I have never been very good at riding a bike. I learned how to pedal up and down my street when I was a little girl but was rarely up for two-wheeling it on the unpaved paths. Having said that, when I was given the opportunity to mountain bike down an absurdly steep volcano I, for some reason unbeknownst to me, jumped at the chance. Cotopaxi, located in Ecuador, is not only one of the tallest volcanoes in the world but it is the site of my adventure.
This was my first time traveling to South America. The adventure was made possible through a school class and research program. After a few days of seeing the city of Quito and becoming acquainted with the other students on the trip we got on a bus and headed to the active volcano, Cotopaxi. Our tour guide warned us to be careful because the hike to the base camp was going to be very physically demanding due to the terrain and the altitude; but I thought, “I’m from Colorado, I can handle altitude.” I soon came to find that every five steps I took left me breathless.

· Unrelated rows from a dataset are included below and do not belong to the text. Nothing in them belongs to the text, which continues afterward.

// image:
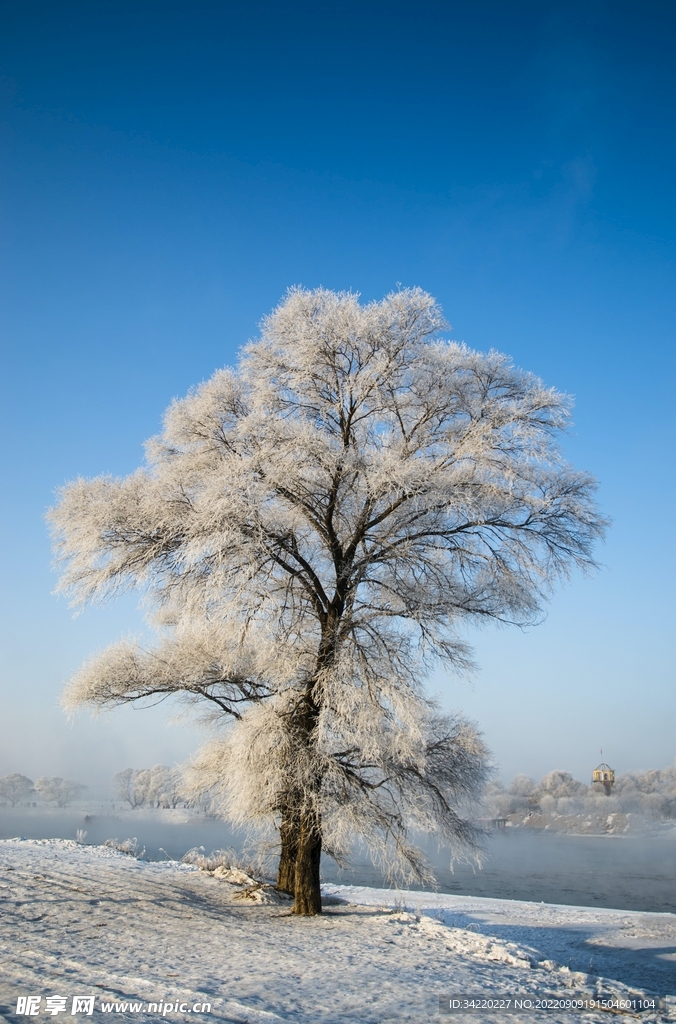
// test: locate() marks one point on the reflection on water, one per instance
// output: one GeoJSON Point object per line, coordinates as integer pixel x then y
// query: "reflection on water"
{"type": "Point", "coordinates": [631, 873]}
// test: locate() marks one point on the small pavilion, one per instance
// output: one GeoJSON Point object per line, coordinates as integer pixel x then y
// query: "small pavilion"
{"type": "Point", "coordinates": [605, 775]}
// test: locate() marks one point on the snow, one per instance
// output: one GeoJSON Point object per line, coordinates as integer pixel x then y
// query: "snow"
{"type": "Point", "coordinates": [81, 921]}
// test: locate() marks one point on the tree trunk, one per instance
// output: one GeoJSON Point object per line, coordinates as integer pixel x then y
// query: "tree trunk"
{"type": "Point", "coordinates": [307, 896]}
{"type": "Point", "coordinates": [286, 872]}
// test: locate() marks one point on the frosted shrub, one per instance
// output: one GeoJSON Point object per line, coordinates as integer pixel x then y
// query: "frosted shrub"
{"type": "Point", "coordinates": [128, 846]}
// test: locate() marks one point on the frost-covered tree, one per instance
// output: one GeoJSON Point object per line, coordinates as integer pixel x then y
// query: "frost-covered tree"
{"type": "Point", "coordinates": [310, 530]}
{"type": "Point", "coordinates": [59, 791]}
{"type": "Point", "coordinates": [15, 787]}
{"type": "Point", "coordinates": [158, 786]}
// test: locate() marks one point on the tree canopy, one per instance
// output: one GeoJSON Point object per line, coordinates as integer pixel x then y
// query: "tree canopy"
{"type": "Point", "coordinates": [310, 531]}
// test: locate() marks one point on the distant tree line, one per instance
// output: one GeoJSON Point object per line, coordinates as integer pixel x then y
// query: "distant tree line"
{"type": "Point", "coordinates": [649, 796]}
{"type": "Point", "coordinates": [158, 786]}
{"type": "Point", "coordinates": [18, 788]}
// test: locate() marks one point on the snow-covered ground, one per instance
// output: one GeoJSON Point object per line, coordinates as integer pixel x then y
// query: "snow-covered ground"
{"type": "Point", "coordinates": [87, 921]}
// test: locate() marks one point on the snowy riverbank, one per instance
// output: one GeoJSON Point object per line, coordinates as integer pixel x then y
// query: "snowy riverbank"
{"type": "Point", "coordinates": [87, 921]}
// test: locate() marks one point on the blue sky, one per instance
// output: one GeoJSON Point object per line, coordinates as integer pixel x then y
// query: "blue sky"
{"type": "Point", "coordinates": [169, 169]}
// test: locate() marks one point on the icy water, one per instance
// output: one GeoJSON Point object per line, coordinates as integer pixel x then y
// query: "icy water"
{"type": "Point", "coordinates": [626, 872]}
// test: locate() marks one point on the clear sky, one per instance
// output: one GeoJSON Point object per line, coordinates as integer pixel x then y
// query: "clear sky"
{"type": "Point", "coordinates": [169, 168]}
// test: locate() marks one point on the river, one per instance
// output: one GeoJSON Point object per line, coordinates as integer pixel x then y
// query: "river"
{"type": "Point", "coordinates": [626, 872]}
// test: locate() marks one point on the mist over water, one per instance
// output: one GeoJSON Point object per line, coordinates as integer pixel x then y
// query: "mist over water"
{"type": "Point", "coordinates": [636, 872]}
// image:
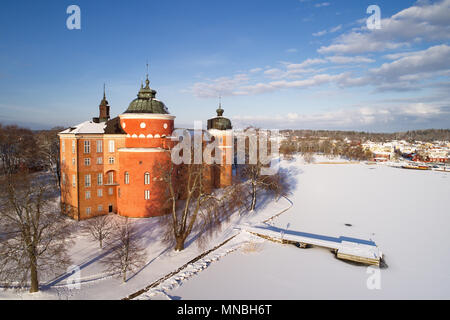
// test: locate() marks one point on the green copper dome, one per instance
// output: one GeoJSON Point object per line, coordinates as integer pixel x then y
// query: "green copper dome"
{"type": "Point", "coordinates": [146, 102]}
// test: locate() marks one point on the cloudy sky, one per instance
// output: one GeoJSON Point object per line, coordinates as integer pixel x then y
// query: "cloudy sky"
{"type": "Point", "coordinates": [306, 64]}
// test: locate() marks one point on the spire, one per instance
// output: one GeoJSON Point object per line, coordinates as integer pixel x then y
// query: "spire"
{"type": "Point", "coordinates": [104, 107]}
{"type": "Point", "coordinates": [147, 82]}
{"type": "Point", "coordinates": [104, 101]}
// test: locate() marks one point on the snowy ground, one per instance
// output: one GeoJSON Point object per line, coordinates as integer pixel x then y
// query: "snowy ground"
{"type": "Point", "coordinates": [162, 260]}
{"type": "Point", "coordinates": [405, 212]}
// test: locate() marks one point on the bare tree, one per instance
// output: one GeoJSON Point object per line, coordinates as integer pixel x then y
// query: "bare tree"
{"type": "Point", "coordinates": [36, 238]}
{"type": "Point", "coordinates": [17, 149]}
{"type": "Point", "coordinates": [99, 228]}
{"type": "Point", "coordinates": [126, 255]}
{"type": "Point", "coordinates": [253, 171]}
{"type": "Point", "coordinates": [309, 157]}
{"type": "Point", "coordinates": [190, 202]}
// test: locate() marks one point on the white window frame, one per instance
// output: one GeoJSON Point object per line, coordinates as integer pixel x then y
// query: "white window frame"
{"type": "Point", "coordinates": [111, 146]}
{"type": "Point", "coordinates": [111, 177]}
{"type": "Point", "coordinates": [87, 146]}
{"type": "Point", "coordinates": [99, 146]}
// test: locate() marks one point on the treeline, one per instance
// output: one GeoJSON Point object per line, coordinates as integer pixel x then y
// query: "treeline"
{"type": "Point", "coordinates": [326, 147]}
{"type": "Point", "coordinates": [24, 149]}
{"type": "Point", "coordinates": [429, 135]}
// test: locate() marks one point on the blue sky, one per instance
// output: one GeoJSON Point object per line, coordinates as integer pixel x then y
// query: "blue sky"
{"type": "Point", "coordinates": [307, 64]}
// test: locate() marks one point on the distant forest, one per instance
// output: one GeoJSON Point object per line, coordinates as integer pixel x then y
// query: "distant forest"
{"type": "Point", "coordinates": [429, 135]}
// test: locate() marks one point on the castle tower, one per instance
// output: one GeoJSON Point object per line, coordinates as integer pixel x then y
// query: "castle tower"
{"type": "Point", "coordinates": [104, 108]}
{"type": "Point", "coordinates": [148, 125]}
{"type": "Point", "coordinates": [221, 129]}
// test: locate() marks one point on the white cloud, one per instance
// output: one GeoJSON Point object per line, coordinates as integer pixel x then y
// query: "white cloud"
{"type": "Point", "coordinates": [347, 60]}
{"type": "Point", "coordinates": [374, 117]}
{"type": "Point", "coordinates": [322, 4]}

There I was, I had just finished the grueling hike to the highest elevation I have ever been to: 16,000 feet. It was time to mountain bike, or should I say ‘volcano bike’? The tour guide passed around an old piece of paper for us to sign as a liability form, handed us a helmet and assigned everyone a bike. I snapped the helmet on over my hat and hood because it was surprisingly cold outside. After adjusting the bike seat a few times, I felt like I was as ready as I was ever going to be.
Now, let me put the terrain for this bike ride into context. Imagine this: a dirt road, full of switchbacks, covered in loose gravel, and what felt like a constant 45° angle downward. There were cars pulling past me with mere inches between the bike and the vehicle, other bikers zooming past me who have apparently done this a million times, and, to top it all off, bitter cold winds that froze my body from head to toe. Oh yeah, and did I mention that I am not very good at riding a bike?
As I started down the volcano I was trying to be very cautious but it felt like all of my safety measures were being ignored by the bike itself and the terrain. I was holding my breaks as tightly as I could but I was still flying down the road. I was sure every bump I hit was going to throw me off the bike and send me tumbling head over heels to the bottom of the volcano. The wind was so bitterly cold that my hands started to go numb and it took all of my focus and strength to keep holding my breaks. It was not long after my fingers were numb that I had to make a tough decision, I needed to completely let go of my breaks. I could no longer hold on to the only things keeping this bike ride at a reasonable pace. I said to myself, “If I crash, I crash,” and I let go. I had never gone, and will never go, so fast on a bicycle, ever again in my life. I was no longer turning around the switchbacks but rather drifting on my back tire and leaning into them. I began to go faster than the cars on the path, passing them left and right. I couldn’t hear anything besides the wind screaming in my ears.
Thankfully, I made it to the bottom of the volcano in one piece. I met up with the people in my group who were all impressed and shocked (as was I) at the speed and agility that I had just displayed.
I learned a lot from that bike ride. The main thing was that if I ever need to get down a volcano that is erupting, a bike is way faster than a car and it is probably my best bet. But, the real lesson I learned is that I shouldn’t let fear of failure or lack of knowledge/practice keep me from experiencing life’s amazing adventures. No, I am not the best bike rider in the world, but hey, I mountain-biked down the second tallest volcano in Ecuador.